Enkele van de aanvullende bevindingen zijn:

  • Algemeen, de veeteelt gebruikte minder energie dan de meeste vormen van aquacultuur met zeevruchten. Gekweekte meerval, garnalen en tilapia verbruikten de meeste energie, vooral omdat een constante watercirculatie moet worden aangedreven door elektriciteit.
  • Meerval aquacultuur en rundvlees produceren ongeveer 20 keer meer broeikasgassen dan gekweekte weekdieren, kleine vangstvisserij, gekweekte zalm en kip.
  • Aquacultuur van weekdieren, zoals oesters, mosselen en sint-jakobsschelpen - absorberen overtollige voedingsstoffen die schadelijk zijn voor ecosystemen. In tegenstelling tot, de rundvleesproductie van vee scoort slecht in deze maatstaf, en vangstvisserij scoorde consequent beter dan aquacultuur en vee omdat er geen kunstmest wordt gebruikt.
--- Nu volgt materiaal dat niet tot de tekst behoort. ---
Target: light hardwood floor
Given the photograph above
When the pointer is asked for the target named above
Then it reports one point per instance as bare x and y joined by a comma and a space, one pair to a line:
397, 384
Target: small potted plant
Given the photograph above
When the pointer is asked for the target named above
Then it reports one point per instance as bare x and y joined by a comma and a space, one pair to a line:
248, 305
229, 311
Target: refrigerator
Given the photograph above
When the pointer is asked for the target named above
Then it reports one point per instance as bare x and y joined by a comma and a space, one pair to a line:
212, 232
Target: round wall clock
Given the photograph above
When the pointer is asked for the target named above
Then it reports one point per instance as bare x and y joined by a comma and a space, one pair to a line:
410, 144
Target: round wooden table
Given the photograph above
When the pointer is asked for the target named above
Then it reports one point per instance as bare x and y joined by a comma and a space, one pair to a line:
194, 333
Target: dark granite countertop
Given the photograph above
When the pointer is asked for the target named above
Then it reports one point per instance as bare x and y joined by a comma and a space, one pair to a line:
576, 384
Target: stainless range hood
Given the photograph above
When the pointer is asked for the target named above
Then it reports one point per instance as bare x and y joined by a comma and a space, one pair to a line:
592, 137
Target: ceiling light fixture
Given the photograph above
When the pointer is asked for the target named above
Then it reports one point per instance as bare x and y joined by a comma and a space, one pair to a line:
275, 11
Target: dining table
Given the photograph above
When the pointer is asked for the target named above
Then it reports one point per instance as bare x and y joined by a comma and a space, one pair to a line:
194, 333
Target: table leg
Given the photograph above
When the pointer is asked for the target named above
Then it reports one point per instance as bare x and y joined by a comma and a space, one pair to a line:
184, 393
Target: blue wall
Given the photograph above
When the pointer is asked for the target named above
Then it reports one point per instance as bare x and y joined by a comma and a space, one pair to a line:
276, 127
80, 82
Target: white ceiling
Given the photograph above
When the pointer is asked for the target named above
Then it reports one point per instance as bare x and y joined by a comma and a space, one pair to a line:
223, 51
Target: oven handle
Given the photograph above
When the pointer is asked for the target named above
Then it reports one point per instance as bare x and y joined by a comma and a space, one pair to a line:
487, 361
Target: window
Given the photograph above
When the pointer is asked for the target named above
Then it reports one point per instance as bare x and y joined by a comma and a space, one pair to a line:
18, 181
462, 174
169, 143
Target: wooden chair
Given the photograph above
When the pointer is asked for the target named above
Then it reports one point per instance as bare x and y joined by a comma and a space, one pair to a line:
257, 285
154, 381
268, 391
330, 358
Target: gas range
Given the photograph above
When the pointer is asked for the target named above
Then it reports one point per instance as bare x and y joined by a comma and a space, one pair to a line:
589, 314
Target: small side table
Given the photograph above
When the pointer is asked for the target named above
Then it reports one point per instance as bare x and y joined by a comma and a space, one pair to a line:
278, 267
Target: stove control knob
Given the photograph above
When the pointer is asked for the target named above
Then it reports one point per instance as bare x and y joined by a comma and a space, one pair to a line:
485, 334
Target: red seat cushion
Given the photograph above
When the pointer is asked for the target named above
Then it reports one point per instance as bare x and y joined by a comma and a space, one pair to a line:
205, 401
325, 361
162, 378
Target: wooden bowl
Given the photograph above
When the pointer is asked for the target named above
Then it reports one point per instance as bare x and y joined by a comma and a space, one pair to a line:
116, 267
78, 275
  • Omdat vee methaan uitstoot in hun mest, ze presteerden slecht in de categorie zure regen. Gekweekte weekdieren presteerden opnieuw het beste, met kleine vangstvisserij en zalmaquacultuur op de voet.
  • Voor de vangstvisserij, brandstof voor het aandrijven van vissersboten is de grootste factor, en verschillen in brandstofgebruik zorgden voor een groot prestatiebereik in de categorie broeikasgassen. Het gebruik van een ringzegennet om kleine scholende vissen zoals haring en ansjovis te vangen verbruikt de minste brandstof en, misschien verrassend, potvisserij op kreeft verbruikt veel brandstof en heeft dus een hoge impact per geproduceerde eenheid eiwit. Het slepen van netten door het water, bekend als trawlvisserij, is nogal variabel en de impact lijkt verband te houden met de overvloed aan vissen. Gezonde bestanden hebben minder brandstof nodig om te vangen.
  • In vergelijking met andere onderzoeken naar vegetarische en veganistische diëten, een selectief dieet van aquacultuur en vangstvisserij heeft een lagere milieu-impact dan elk van de plantaardige diëten.

In de toekomst, de onderzoekers zijn van plan de impact op de biodiversiteit te bekijken als een andere manier om milieukosten te meten. De analyse vermeldt ook een reeks andere milieueffecten, zoals de vraag naar water, gebruik van pesticiden, antibioticagebruik en bodemerosie die aan bod kwamen in sommige van de door hen beoordeelde onderzoeken, maar niet consistent genoeg om in het onderzoek samen te vatten.